Les paysans améliorent leur quotidien

Greniers communautaires :
Les agents du Secadev ont encouragé, avec beaucoup de rigueur, la reconstitution des stocks des greniers communautaires mis en place dans 28 villages (environ 2 500 bénéficiaires) : ils ont ainsi contribué à éviter une crise alimentaire chez les ménages les plus vulnérables. « L’intérêt de leur bonne gestion est de mieux en mieux comprise par les bénéficiaires, affirme le Secadev : ils attachent de l’importance au soin des sacs de céréales dans les entrepôts ».

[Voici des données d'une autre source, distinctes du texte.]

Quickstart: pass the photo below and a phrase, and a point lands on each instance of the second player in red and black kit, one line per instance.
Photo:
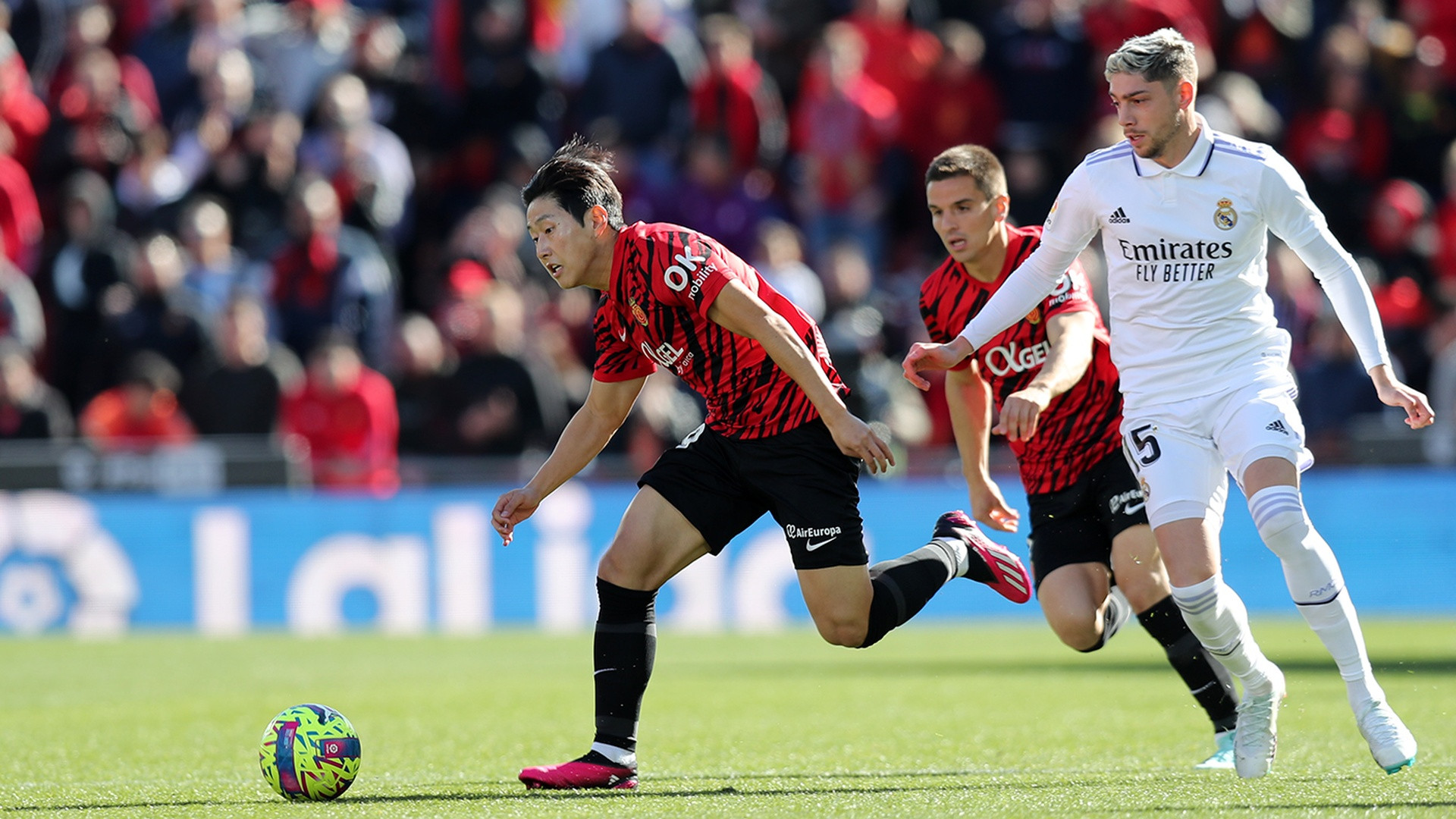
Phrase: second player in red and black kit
(1053, 382)
(778, 439)
(1081, 426)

Production d’oeufs et de poussins :
Le travail des 20 auxiliaires d’élevage formés en 2010 est très apprécié par les villageois. De même, la création d’unités de production de volaille rattachées à 9 groupements agricoles donne des « résultats satisfaisants en termes de production d’oeufs et de poussins ».

Réduction de la consommation de bois :
L’environnement n’est pas oublié : construction et vulgarisation des foyers améliorés métalliques ou en banco (mélange de terre argileuse et de paille hachée), achat de 10 fours solaires pour des groupements, implication de la population dans la plantation de 16 000 arbres fruitiers et de 4 000 arbres forestiers sur les 4 sites des pépinières villageoises… « Les habitants manifestent un grand intérêt pour ces techniques de réduction de la consommation de bois et d’emploi d’énergies alternatives”, souligne le Secadev. « Le changement de mentalité est perceptible dans la relation à l’environnement et dans la meilleure compréhension de la nécessité de le protéger » ».